Ivo, cuja permanência naquela terra assolada pela guerra finalmente se desvenda, fica só com a sua desolação. Na imagem de fundo avista-se um grande mar e em primeiro plano encontra-se Ivo na sua serena tristeza, fazendo-nos pensar que talvez pertençamos mais à terra em que enterramos os nossos mortos, do que aquela em que nascemos.
O sobrevivente, tal como chegou, parte de carro, perdendo-se na estrada, lembrando um road movie.
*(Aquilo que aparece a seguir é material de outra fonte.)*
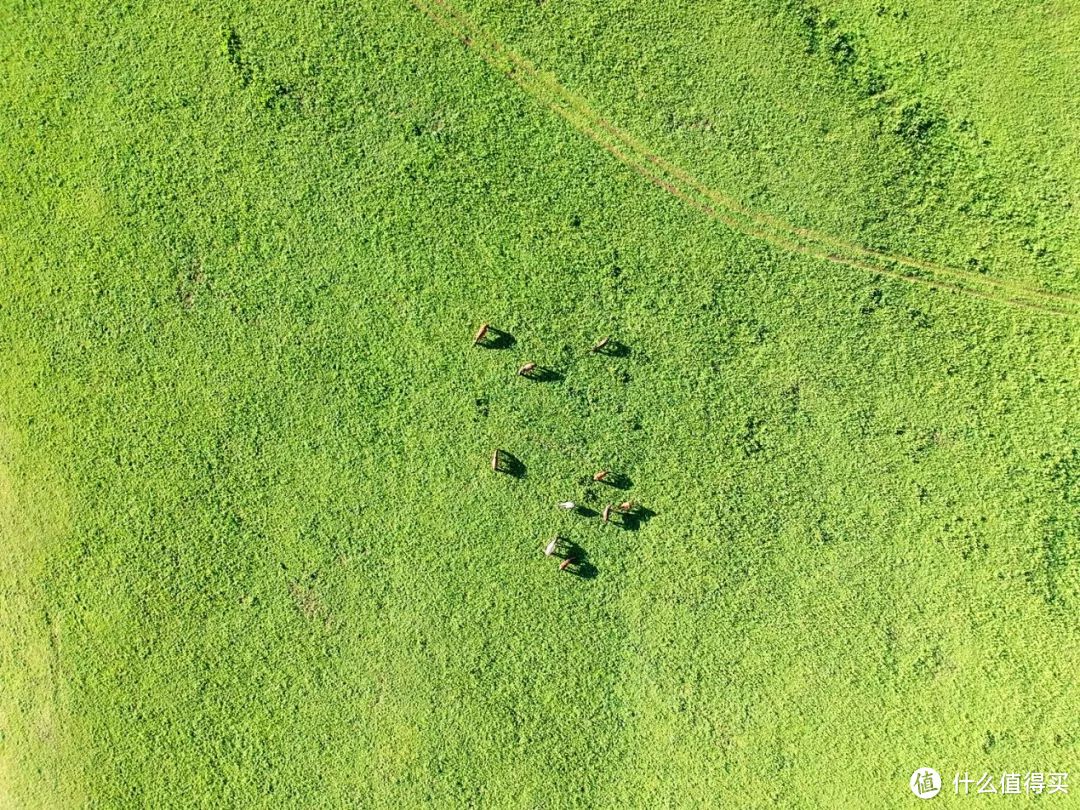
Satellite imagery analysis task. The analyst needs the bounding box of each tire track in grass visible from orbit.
[413,0,1080,316]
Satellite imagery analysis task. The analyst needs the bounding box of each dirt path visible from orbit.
[411,0,1080,316]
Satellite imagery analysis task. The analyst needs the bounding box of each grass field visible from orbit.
[0,0,1080,808]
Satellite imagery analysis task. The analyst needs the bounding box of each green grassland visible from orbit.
[0,0,1080,808]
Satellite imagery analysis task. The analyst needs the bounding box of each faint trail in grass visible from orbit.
[413,0,1080,316]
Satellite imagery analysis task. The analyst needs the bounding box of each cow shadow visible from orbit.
[476,326,517,349]
[593,340,630,357]
[524,366,566,382]
[556,541,599,579]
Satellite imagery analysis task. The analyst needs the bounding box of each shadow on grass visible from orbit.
[593,340,630,357]
[523,366,566,382]
[596,473,634,489]
[495,450,525,478]
[476,326,517,349]
[557,542,599,579]
[611,507,657,531]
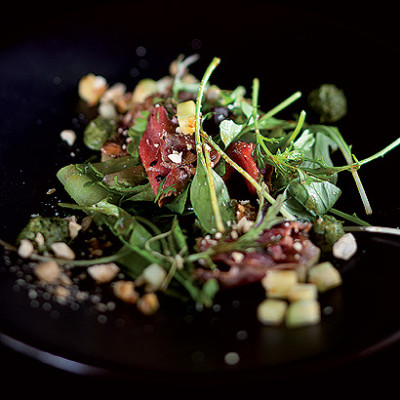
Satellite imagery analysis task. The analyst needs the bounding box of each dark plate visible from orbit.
[0,3,400,383]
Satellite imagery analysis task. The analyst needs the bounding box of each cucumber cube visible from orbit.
[177,100,196,135]
[262,269,297,298]
[285,300,321,328]
[257,299,288,326]
[287,283,318,302]
[308,261,342,292]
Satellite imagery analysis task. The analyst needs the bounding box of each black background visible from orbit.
[0,1,400,398]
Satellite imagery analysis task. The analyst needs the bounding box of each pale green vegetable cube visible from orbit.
[177,100,196,135]
[287,283,318,302]
[308,261,342,292]
[262,269,297,298]
[285,300,321,328]
[257,299,287,326]
[141,263,167,292]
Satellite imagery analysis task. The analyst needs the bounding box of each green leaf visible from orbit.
[190,162,235,233]
[165,182,190,214]
[219,119,243,147]
[287,179,342,216]
[294,125,338,183]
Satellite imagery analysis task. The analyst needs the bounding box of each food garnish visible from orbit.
[3,56,400,328]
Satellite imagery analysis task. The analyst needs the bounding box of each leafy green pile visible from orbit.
[15,57,400,306]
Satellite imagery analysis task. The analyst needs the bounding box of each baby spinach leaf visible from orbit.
[190,162,235,233]
[287,179,342,216]
[219,119,243,147]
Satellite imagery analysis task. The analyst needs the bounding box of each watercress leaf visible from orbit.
[219,119,243,147]
[294,125,338,183]
[190,162,235,233]
[287,179,341,216]
[125,183,155,202]
[165,183,190,214]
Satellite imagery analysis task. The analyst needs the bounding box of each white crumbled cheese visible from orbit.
[140,263,167,292]
[137,293,160,315]
[34,260,61,283]
[231,251,244,264]
[50,242,75,260]
[68,217,82,239]
[87,263,120,283]
[113,280,139,304]
[332,232,357,260]
[78,73,108,106]
[98,102,118,119]
[35,232,46,247]
[60,129,76,146]
[168,152,182,164]
[18,239,35,258]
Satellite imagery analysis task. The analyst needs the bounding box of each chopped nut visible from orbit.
[50,242,75,260]
[138,263,167,292]
[81,216,92,232]
[332,232,357,260]
[137,293,160,315]
[18,239,35,258]
[53,285,70,299]
[168,152,182,164]
[231,251,244,264]
[68,219,82,239]
[34,260,61,283]
[35,232,46,248]
[113,281,139,304]
[78,73,108,106]
[60,129,76,146]
[87,263,119,283]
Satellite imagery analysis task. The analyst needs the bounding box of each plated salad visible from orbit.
[6,55,400,328]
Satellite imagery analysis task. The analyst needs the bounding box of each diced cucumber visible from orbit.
[141,263,167,292]
[287,283,318,302]
[308,261,342,292]
[177,100,196,135]
[262,269,297,298]
[257,299,288,326]
[285,300,321,328]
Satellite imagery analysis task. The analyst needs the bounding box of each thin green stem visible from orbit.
[282,110,306,148]
[202,131,295,220]
[195,57,225,232]
[240,92,301,134]
[358,138,400,166]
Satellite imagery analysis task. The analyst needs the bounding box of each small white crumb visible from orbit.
[60,129,76,146]
[113,280,139,304]
[46,188,56,194]
[50,242,75,260]
[68,218,82,239]
[35,232,46,248]
[18,239,35,258]
[137,293,160,315]
[231,251,244,264]
[35,260,61,283]
[87,263,120,283]
[332,232,357,260]
[168,152,182,164]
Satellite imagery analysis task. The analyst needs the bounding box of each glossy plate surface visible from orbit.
[0,5,400,382]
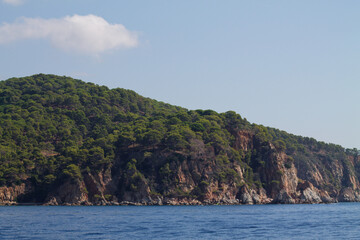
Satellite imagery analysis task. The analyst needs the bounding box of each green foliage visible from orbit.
[0,74,354,199]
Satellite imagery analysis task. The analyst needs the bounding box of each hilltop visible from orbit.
[0,74,360,205]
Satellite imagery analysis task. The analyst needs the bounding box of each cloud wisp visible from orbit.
[0,15,138,55]
[2,0,24,6]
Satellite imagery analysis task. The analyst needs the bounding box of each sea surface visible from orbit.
[0,203,360,239]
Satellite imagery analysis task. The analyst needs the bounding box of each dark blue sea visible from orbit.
[0,203,360,239]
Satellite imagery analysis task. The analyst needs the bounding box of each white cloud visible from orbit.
[2,0,24,6]
[0,15,138,55]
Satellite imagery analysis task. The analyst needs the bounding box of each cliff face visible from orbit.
[0,74,360,205]
[0,131,360,205]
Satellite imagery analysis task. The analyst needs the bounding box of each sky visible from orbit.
[0,0,360,148]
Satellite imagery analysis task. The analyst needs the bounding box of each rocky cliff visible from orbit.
[0,74,360,205]
[4,131,360,205]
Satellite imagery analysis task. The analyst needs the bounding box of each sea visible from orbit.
[0,203,360,239]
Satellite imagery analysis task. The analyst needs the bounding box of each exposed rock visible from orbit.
[0,183,25,204]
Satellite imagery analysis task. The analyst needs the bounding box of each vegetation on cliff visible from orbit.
[0,74,360,202]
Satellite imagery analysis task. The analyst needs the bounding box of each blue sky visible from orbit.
[0,0,360,148]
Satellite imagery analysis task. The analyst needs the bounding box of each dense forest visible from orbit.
[0,74,360,202]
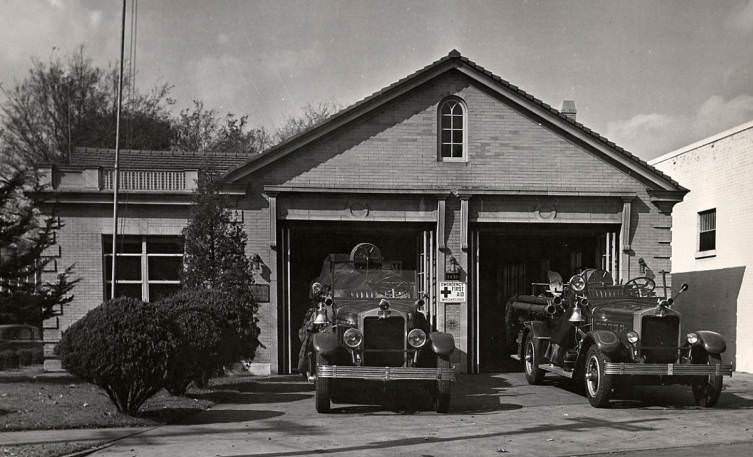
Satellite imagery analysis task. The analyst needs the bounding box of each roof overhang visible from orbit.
[222,51,688,194]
Contudo, longe do triunfo que inicialmente transparecia da sua relação com o rival, parece agora imbuído de um sentimento de mágoa, sugerindo-nos que o encontro com a realidade do outro o transformou.
O horizonte envolvido por uma melodia, cuja letra não conseguimos decifrar, parece transmitir a dor que por toda aquela terra ecoa, enquanto o carro se afasta deixando atrás de si uma magnífica paisagem que se vai diluindo na escuridão.
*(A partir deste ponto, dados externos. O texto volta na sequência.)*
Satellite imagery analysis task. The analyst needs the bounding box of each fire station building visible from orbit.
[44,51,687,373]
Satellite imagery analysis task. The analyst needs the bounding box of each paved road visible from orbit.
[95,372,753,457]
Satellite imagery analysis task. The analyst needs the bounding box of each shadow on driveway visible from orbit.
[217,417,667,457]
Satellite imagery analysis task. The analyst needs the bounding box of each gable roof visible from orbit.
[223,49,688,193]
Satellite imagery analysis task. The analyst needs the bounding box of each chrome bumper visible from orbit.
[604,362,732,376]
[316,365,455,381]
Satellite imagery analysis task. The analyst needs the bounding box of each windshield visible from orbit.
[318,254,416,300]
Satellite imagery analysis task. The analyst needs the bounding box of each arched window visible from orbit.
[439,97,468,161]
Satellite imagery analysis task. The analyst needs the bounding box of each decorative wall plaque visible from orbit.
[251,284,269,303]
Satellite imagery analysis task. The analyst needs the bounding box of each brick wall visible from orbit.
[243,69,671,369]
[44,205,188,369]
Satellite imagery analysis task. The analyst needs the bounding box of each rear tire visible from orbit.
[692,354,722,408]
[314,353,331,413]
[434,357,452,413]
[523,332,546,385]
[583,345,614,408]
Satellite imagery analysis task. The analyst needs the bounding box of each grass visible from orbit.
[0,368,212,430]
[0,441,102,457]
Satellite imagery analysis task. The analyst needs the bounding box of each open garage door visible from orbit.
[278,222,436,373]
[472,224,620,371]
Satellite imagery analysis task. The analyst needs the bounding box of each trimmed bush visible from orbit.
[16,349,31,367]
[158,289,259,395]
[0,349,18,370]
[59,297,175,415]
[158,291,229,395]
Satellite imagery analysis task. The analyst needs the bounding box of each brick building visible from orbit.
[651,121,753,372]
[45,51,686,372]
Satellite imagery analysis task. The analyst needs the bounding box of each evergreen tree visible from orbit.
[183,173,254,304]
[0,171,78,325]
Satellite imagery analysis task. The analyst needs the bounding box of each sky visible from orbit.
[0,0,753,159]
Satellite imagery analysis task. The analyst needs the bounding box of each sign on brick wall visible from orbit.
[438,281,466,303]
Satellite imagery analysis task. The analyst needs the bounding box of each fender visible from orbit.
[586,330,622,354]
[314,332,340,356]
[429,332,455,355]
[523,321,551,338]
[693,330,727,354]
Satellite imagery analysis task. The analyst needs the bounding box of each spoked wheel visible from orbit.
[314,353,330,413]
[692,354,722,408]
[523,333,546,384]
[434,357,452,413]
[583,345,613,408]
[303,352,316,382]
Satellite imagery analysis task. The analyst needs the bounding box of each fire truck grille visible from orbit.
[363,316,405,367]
O filme não parece pretender criar-nos ilusões sobre a guerra. Neste ponto, pensamos que o pessimismo que Freud exprime na carta a Einstein (1) sobre a dificuldade em domesticar a violência humana, se encontra bem presente. Contudo, como sucede em muitas outras obras artísticas, “Tangerinas” mostra-nos que acontecimentos catastróficos, quando a sobrevivência coletiva é ameaçada, como acontece na guerra, são, muitas vezes, reveladores daquilo que de mais bruto existe no ser humano, mas existem alguns entre nós que continuam a guiar-se pela razão e a orientar os seus atos através dos sentimentos de empatia e de solidariedade para com o seu semelhante.
Dito de outro modo, mesmo quando Thanatos reina, nem todos os homens se deixam mover pelas suas pulsões mais destrutivas, algumas sementes de Eros parecem permanecer, deixando-nos alguma esperança em relação à sobrevivência de um modo civilizado de coexistência.
AUTORA
Filomena Oliveira
Membro Associado da Sociedade Portuguesa de Psicanálise e da International Psychoanalytical Association
E-mail — filomenaferreiraoliveira@gmail.com
REFERÊNCIAS
1.Einstein, A. e Freud, S. (2017). Porquê a Guerra? Cultura Editora.
2.Freud, S. (1930/1997). O Mal-Estar na Civilização. Imago Editora.
3.Nietzsche, F. (1988). O Crepúsculo dos Ídolos. Edições 70.
4.Volkan, V. D. (2007). Psicodinâmica da violência de grandes grupos e da violência de massas. Revista Ciência & Saúde Coletiva, 11 (Sup): 1199-1210. Disponível em: https://www.scielo.br/j/csc/a/yTBBsmRfCv3v5XBYKpWFkVk/?lang=pt2.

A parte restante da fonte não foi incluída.